Research & Papers

Gradient-based Planning for World Models at Longer Horizons

New gradient-based method solves long-horizon planning problems that stumped previous AI systems by 40%.

Deep Dive

A research team from Meta AI and UC Berkeley has introduced GRASP (Gradient-based Planning for World Models), a breakthrough method that makes long-horizon planning practical for AI systems using learned world models. These models, which predict future states from current observations and actions, have become increasingly capable but remained fragile when used for planning beyond short time horizons. GRASP addresses three critical failure points: it lifts trajectories into virtual states to parallelize optimization across time, adds stochasticity directly to state iterates for better exploration, and reshapes gradients to provide clean action signals while avoiding problematic "state-input" gradients through high-dimensional vision models.

The technical innovation lies in how GRASP transforms the planning optimization problem. Traditional gradient-based planning suffers from exploding/vanishing gradients when backpropagating through 100+ step rollouts, creating ill-conditioned computation graphs. GRASP's virtual state formulation allows simultaneous optimization across all time steps rather than sequential processing, while its gradient reshaping prevents the brittleness that occurs when gradients pass through high-dimensional latent spaces of modern vision models. This enables AI agents to effectively use powerful world models—which can predict sequences of future observations in visual spaces—for practical control and decision-making tasks requiring long-term reasoning.

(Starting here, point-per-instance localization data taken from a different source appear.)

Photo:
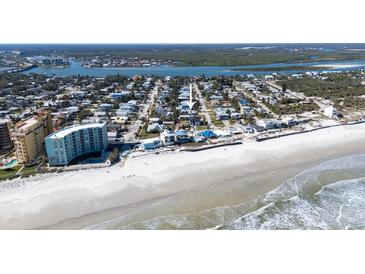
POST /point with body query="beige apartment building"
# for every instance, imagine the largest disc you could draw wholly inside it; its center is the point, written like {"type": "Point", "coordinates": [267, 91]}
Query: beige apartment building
{"type": "Point", "coordinates": [29, 137]}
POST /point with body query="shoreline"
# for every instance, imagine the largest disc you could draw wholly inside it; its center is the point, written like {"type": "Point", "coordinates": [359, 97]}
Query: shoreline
{"type": "Point", "coordinates": [82, 198]}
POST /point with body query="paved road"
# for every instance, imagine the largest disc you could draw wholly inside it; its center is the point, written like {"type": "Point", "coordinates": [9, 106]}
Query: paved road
{"type": "Point", "coordinates": [129, 137]}
{"type": "Point", "coordinates": [298, 95]}
{"type": "Point", "coordinates": [203, 105]}
{"type": "Point", "coordinates": [259, 103]}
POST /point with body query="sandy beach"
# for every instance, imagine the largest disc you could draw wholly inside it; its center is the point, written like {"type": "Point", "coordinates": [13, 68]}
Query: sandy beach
{"type": "Point", "coordinates": [171, 183]}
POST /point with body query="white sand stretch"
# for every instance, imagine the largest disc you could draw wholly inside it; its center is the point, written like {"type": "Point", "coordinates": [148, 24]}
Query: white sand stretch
{"type": "Point", "coordinates": [51, 198]}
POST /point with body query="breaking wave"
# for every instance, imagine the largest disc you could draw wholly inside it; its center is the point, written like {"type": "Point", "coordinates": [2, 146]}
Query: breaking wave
{"type": "Point", "coordinates": [328, 196]}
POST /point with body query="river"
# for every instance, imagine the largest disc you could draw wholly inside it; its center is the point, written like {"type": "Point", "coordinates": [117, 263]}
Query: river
{"type": "Point", "coordinates": [75, 68]}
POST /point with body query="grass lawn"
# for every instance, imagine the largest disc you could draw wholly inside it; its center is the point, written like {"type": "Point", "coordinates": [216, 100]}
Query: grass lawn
{"type": "Point", "coordinates": [217, 123]}
{"type": "Point", "coordinates": [9, 173]}
{"type": "Point", "coordinates": [199, 128]}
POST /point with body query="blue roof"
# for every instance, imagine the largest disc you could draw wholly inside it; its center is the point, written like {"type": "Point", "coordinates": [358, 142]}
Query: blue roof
{"type": "Point", "coordinates": [207, 134]}
{"type": "Point", "coordinates": [181, 132]}
{"type": "Point", "coordinates": [244, 102]}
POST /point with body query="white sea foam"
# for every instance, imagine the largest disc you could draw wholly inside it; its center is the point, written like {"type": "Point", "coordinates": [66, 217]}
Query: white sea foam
{"type": "Point", "coordinates": [338, 204]}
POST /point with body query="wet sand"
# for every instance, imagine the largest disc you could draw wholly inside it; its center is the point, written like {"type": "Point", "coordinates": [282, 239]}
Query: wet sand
{"type": "Point", "coordinates": [168, 184]}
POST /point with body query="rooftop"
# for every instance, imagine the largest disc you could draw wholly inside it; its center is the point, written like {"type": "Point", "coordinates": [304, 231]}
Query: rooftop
{"type": "Point", "coordinates": [27, 123]}
{"type": "Point", "coordinates": [66, 131]}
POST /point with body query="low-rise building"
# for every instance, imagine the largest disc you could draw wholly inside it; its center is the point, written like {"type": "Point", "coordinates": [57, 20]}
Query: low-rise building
{"type": "Point", "coordinates": [5, 139]}
{"type": "Point", "coordinates": [168, 137]}
{"type": "Point", "coordinates": [29, 137]}
{"type": "Point", "coordinates": [68, 143]}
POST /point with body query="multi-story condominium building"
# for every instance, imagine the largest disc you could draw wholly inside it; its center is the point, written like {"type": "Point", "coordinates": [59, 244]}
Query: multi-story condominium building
{"type": "Point", "coordinates": [5, 140]}
{"type": "Point", "coordinates": [68, 143]}
{"type": "Point", "coordinates": [29, 137]}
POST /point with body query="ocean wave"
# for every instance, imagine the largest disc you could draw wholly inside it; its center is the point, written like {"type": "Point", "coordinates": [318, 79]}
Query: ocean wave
{"type": "Point", "coordinates": [328, 196]}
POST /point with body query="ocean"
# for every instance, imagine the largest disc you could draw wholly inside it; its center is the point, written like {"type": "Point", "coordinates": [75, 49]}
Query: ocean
{"type": "Point", "coordinates": [327, 196]}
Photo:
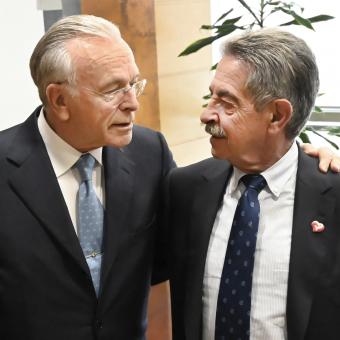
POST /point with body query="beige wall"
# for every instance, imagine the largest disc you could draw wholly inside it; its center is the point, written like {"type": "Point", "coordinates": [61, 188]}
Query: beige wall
{"type": "Point", "coordinates": [184, 80]}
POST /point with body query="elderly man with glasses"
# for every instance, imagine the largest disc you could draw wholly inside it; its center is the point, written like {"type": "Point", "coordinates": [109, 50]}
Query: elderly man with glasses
{"type": "Point", "coordinates": [80, 202]}
{"type": "Point", "coordinates": [80, 194]}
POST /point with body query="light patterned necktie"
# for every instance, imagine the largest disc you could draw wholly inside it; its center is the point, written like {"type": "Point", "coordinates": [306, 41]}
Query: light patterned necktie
{"type": "Point", "coordinates": [90, 219]}
{"type": "Point", "coordinates": [234, 297]}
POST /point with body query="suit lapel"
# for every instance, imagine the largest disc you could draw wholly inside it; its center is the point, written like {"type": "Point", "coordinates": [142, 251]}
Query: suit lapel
{"type": "Point", "coordinates": [308, 249]}
{"type": "Point", "coordinates": [34, 182]}
{"type": "Point", "coordinates": [207, 198]}
{"type": "Point", "coordinates": [119, 182]}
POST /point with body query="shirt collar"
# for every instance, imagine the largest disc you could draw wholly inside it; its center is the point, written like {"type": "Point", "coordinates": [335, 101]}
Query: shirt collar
{"type": "Point", "coordinates": [62, 155]}
{"type": "Point", "coordinates": [276, 176]}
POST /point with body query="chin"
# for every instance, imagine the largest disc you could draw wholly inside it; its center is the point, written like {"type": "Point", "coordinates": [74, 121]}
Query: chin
{"type": "Point", "coordinates": [120, 142]}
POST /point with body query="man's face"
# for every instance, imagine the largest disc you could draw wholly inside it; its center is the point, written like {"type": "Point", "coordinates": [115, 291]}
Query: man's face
{"type": "Point", "coordinates": [231, 109]}
{"type": "Point", "coordinates": [102, 65]}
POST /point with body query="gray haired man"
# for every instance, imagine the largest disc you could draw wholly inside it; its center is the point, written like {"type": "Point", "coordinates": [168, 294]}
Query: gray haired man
{"type": "Point", "coordinates": [254, 231]}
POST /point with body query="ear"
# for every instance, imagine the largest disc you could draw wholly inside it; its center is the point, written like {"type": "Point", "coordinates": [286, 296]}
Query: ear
{"type": "Point", "coordinates": [281, 114]}
{"type": "Point", "coordinates": [55, 94]}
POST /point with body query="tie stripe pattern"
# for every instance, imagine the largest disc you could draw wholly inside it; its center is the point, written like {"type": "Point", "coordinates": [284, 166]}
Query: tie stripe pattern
{"type": "Point", "coordinates": [90, 219]}
{"type": "Point", "coordinates": [234, 298]}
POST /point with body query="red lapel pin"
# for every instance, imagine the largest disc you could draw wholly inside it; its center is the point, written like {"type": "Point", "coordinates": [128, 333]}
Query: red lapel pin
{"type": "Point", "coordinates": [317, 227]}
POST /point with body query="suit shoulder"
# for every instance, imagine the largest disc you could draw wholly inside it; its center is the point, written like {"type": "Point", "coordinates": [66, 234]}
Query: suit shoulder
{"type": "Point", "coordinates": [209, 167]}
{"type": "Point", "coordinates": [145, 135]}
{"type": "Point", "coordinates": [6, 137]}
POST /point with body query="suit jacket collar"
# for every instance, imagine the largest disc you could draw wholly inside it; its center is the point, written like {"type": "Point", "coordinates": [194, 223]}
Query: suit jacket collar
{"type": "Point", "coordinates": [207, 198]}
{"type": "Point", "coordinates": [119, 172]}
{"type": "Point", "coordinates": [34, 181]}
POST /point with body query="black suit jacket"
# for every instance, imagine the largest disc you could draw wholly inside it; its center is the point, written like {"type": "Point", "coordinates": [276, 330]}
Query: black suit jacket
{"type": "Point", "coordinates": [313, 299]}
{"type": "Point", "coordinates": [46, 290]}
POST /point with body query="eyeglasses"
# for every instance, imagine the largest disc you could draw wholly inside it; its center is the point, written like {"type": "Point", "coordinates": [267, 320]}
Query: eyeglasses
{"type": "Point", "coordinates": [116, 95]}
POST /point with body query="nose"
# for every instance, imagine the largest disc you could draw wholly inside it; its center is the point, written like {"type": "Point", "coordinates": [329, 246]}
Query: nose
{"type": "Point", "coordinates": [129, 102]}
{"type": "Point", "coordinates": [210, 114]}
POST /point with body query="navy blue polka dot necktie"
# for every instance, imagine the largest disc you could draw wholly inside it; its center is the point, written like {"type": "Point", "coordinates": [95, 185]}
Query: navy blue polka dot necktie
{"type": "Point", "coordinates": [234, 297]}
{"type": "Point", "coordinates": [90, 219]}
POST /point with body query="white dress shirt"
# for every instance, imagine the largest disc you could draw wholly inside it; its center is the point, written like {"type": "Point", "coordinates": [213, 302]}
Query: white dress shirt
{"type": "Point", "coordinates": [270, 276]}
{"type": "Point", "coordinates": [63, 156]}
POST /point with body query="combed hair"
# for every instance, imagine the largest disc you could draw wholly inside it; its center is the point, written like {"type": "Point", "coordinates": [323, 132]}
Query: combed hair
{"type": "Point", "coordinates": [281, 65]}
{"type": "Point", "coordinates": [51, 62]}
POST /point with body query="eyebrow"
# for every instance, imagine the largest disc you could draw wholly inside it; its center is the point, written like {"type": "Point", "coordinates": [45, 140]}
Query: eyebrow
{"type": "Point", "coordinates": [225, 94]}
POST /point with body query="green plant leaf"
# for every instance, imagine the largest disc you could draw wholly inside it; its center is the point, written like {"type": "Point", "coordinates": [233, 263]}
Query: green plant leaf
{"type": "Point", "coordinates": [318, 18]}
{"type": "Point", "coordinates": [198, 44]}
{"type": "Point", "coordinates": [334, 131]}
{"type": "Point", "coordinates": [231, 21]}
{"type": "Point", "coordinates": [227, 29]}
{"type": "Point", "coordinates": [299, 19]}
{"type": "Point", "coordinates": [223, 16]}
{"type": "Point", "coordinates": [207, 27]}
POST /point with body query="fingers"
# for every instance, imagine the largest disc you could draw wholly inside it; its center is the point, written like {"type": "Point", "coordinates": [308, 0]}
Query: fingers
{"type": "Point", "coordinates": [326, 157]}
{"type": "Point", "coordinates": [309, 149]}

What makes GRASP particularly significant is its timing. As world models scale from task-specific predictors to general-purpose simulators, the bottleneck shifts from model capability to planning efficiency. The research team, including Yann LeCun and colleagues, demonstrates that GRASP can handle horizons where previous methods fail, opening doors for more sophisticated AI agents that can plan complex sequences of actions in realistic environments. This represents a crucial step toward AI systems that don't just predict what happens next, but can strategically optimize actions over extended timeframes.

Key Points
  • Parallelizes optimization across time via virtual states, enabling simultaneous planning across all steps
  • Adds stochasticity directly to state iterates for 40% better exploration in complex environments
  • Reshapes gradients to avoid brittle failures when passing through high-dimensional vision model latents

Why It Matters

Enables AI agents to perform strategic planning over 100+ steps, moving from reactive systems to truly forward-thinking artificial intelligence.